Interestingly, the urban forest as a lot fewer limbs and wind resistance than it had pre-December 2007, so the argument rings hollow to customers in Midtown who continually suffer recurrent outages.
Regarding restoration of power, though, she said midtown is likely to have been restored earlier than other parts of the city, since it's more densely populated.
Chancellor said there is no neighborhood-specific plan or policy for who gets plugged back in first, but repair crews are equally divided across the city, and work to get the largest clusters of customers restored first, focusing on those repairs that will affect the most people the soonest.
For instance, if several neighborhoods are affected by one downed power line, crews will repair that line before they'll repair damage affecting only a handful of customers.
"Someone anxiously awaiting power looks around and says, 'I don't see a truck. I don't see any workers. Nothing's happening in my area,' but it's happening down the street, or around the corner, or it's back up where the circuitry is at the facility," said Chancellor.
Along with the most densely populated areas, she said repair crews also prioritize nursing and medical facilities, schools and areas crucial to the city's infrastructure.

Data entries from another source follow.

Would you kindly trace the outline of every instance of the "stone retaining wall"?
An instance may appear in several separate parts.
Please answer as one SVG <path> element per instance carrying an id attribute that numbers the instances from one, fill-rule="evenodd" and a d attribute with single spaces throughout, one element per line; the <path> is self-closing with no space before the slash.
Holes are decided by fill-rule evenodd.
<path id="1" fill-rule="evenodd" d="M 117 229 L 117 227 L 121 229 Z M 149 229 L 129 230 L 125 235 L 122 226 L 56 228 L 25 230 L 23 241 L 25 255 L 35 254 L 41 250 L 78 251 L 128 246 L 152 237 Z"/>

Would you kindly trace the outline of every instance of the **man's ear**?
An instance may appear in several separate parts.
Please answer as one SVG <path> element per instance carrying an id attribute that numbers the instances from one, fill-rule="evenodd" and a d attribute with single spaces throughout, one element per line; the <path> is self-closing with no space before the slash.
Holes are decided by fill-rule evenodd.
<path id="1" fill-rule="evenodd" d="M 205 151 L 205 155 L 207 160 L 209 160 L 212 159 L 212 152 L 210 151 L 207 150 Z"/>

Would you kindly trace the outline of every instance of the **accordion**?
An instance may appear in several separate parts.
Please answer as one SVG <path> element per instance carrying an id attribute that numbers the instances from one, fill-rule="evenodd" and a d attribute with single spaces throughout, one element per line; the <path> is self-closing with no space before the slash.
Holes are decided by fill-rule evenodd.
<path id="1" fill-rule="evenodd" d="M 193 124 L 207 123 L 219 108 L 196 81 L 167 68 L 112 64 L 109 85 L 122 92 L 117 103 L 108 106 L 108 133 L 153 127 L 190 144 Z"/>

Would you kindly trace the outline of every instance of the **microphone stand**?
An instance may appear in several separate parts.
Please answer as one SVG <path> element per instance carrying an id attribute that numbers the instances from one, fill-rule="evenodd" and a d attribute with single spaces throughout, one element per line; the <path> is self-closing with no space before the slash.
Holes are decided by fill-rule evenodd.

Chancellor also said there are a couple of things Tulsans can do, or not do, rather, to expedite the restoration of their power.
"A lot of times, a customer will think, 'If I go out and remove the downed trees, or remove the debris, that will help,' if it's been a huge storm, likely it will have brought down power lines, and those lines are entangled in trees or in ice or brush, and you can't see them, so we do not advise customers to go out after a storm and clear away debris. That's when there could be danger. The lines could still be hot, or if they're not, it could come back on while people are removing trees," she said.
"So, we ask our customers to remain patient and wait for us or the city crews to remove the trees," she added.
Medical experts agree.
Tina Wells, spokesperson for the Emergency Medical Services Authority in Tulsa, said there were two people injured by downed power lines by trying to remove debris, and two more injured by branches.
Chancellor also advises people to call PSO to report outages.
"We have a customer call-in center here in Tulsa. There are a lot of folks who think the calls are not answered in Tulsa, but they are answered in Tulsa," she said.
Of course, in massive outages like those recently experienced, there's a likelihood that customers will be placed on hold for a few minutes, but Chancellor pointed out that that's actually a good thing, since PSO plays messages informing customers of how extensive the outage is and how much time they can expect to pass before it's restored.
Speaking for the thousands of customers who were left on hold or told to leave a message, a Florence Park neighborhood resident said. "If I were able to talk to a real person, even if I felt neglected, I think the importance is that my particular situation could be addressed.
"When you leave service up to machines and voice mail, you take a human step out of the process and it is easy to neglect real needs," she said.